Figure 8.

Additional deletions of GluN1-ATD subdomains support an epitope located near the hinge of the top and bottom lobes and reveal a degree of antibody heterogeneity. A–C, Binding of patients' antibodies is blocked by deletion of an α-helix spanning residues 144–156, which is near N368/G369. Deletion of the top lobe (top del) of the ATD, however, has variable effects. It can preserve antibody staining at levels close to that of wild-type (A), destroy antibody staining (B), or increase antibody staining (C). D, Deletion of residues 144–156 uniformly destroys antibody binding (n = 4 patients, ****p < 0.0001 vs wild-type, Student's t test), while deletion of the top lobe has different effects on different patients (n = 15 patients, p > 0.05 vs wild-type, Student's t test). E, Individual staining intensities of ATD top lobe deletion versus wild-type.

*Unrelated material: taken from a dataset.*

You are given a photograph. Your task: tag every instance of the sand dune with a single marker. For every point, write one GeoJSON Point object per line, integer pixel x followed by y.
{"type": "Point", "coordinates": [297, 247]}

F, Model of ATD with proposed antibody binding site and effect of G369 mutations. Open-cleft conformation of the ATD both allows antibody binding and leads to channel opening, and the nearby α-helix spanning residues 144–156 also seems to play a role. Antibody binding to this open conformation then stabilizes the conformation and prolongs open time. The proximity of the top lobe of the ATD makes it likely that a small shift in epitope location could result in the variable staining patterns of the ATD top lobe deletion mutants. G, Substitution of larger residues at position 369 block antibody binding and promote a closed-cleft conformation that keeps the channel closed.